Imam Musa al-Kazim yang masyhur dan putranya yang terkenal, Imam Jafar Sadiq, keturunan Keluarga Nabi, adalah orang-orang penting dalam pelajaran Islam di masa mereka. Imam Abu Hanifa mengambil kesempatan penuh dari kebersamaan mereka di Madinah. Beliau sangat terkesan oleh kepandaian Imam Jafar Sadiq, yang diakuinya sebagai orang terpandai di dunia Islam.

Imam Abu Hanifa juga mengikuti ajaran Imam Malik, yang 13 tahun lebih muda dari dia. Untung baginya, Umar bin Abdul Aziz telah mengatur pendidikan penelitian dan mencatat Hadis atas dasar penyelidikan. Sebelum masa Khalifah Umar bin Abdul Aziz, pencatatan Hadis didasarkan pada ingatan belaka.

Dalam suratnya yang ditujukan kepada kalangan terpelajar di Madinah, pada 101 H, beliau meminta untuk menyelamatkan Hadis dengan mencatatnya secara tertulis. Imam Zahri menyelesaikan kumpulan Hadis yang pertama. Pelajaran Hadis juga mengalami perubahan yang tuntas. Dari mimbarnya, guru yang berilmu itu mengupas dan membahas persoalan ini. Murid-muridnya mengelilingi dia dengan pena dan kertas, dan dengan teliti mereka mencatat keterangan-keterangannya.

Imam Abu Hanifa mempelajari Hadis dari lebih 4.000 orang. Adalah karena kepercayaan pada Imam Abu Hanifa, maka ia meninggalkan murid dalam jumlah yang terbesar di dunia Islam. Di antaranya terdapat Qadi Abu Yusuf, Imam Muhammad, Hafiz Abdur Razaq, Abdullah al-Mubarak, Abu Neem Fazal, dan Abu Asim, yang memperoleh kemasyhuran luas di masa mereka. Qadi Abu Yusuf menanjak menjadi Qadi Agung pada kekhalifahan Abbasiyah di masa Harun ar-Rasyid.

Imam Abu Hanifa sangat terkesan oleh buah pikiran pembaruan Umar bin Abdul Aziz, yang untuk masa yang panjang menghidupkan kembali kegemilangan Islam seperti pada masa semula.
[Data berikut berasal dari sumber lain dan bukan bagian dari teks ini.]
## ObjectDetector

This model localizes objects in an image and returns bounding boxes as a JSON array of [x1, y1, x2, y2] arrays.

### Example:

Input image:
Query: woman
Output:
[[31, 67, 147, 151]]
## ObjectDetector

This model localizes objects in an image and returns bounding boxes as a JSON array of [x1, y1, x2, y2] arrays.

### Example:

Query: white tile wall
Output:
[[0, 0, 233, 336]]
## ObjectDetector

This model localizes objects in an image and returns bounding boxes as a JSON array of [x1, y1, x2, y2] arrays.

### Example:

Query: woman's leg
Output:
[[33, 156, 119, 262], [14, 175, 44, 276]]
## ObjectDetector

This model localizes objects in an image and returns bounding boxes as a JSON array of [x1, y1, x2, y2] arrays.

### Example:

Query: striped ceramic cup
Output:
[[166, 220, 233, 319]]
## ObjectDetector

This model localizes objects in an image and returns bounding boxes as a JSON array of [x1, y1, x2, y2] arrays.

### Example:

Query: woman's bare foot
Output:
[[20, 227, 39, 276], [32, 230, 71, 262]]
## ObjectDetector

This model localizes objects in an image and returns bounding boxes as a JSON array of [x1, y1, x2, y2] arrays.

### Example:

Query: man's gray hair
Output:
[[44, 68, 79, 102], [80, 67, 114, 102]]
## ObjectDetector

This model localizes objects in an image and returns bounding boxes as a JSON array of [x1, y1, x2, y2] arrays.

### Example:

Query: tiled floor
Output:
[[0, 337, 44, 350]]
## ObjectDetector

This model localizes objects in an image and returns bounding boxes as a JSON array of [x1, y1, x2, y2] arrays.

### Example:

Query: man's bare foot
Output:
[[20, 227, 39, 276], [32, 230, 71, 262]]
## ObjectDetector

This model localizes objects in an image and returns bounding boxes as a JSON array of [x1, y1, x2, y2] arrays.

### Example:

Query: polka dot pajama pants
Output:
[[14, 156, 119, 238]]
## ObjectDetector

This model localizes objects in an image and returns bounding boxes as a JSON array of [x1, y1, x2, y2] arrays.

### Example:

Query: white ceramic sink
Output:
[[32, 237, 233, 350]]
Kesibukan terutama Imam Hanafi adalah berdagang, terutama kain dan bahan pakaian. Usaha ini berkembang maju, sebagian besar berkat kejujuran yang sungguh-sungguh dalam usahanya. Ia sangat dipercayai oleh semua orang. Bahkan yang bukan Muslim pun percaya mempertaruhkan hartanya di tangan beliau. Ia tidak yakin pada laba yang berlebihan. Ia tak pernah berkenan mendapatkan uang dengan cara yang tidak sah dan disangsikan. [Bersambung]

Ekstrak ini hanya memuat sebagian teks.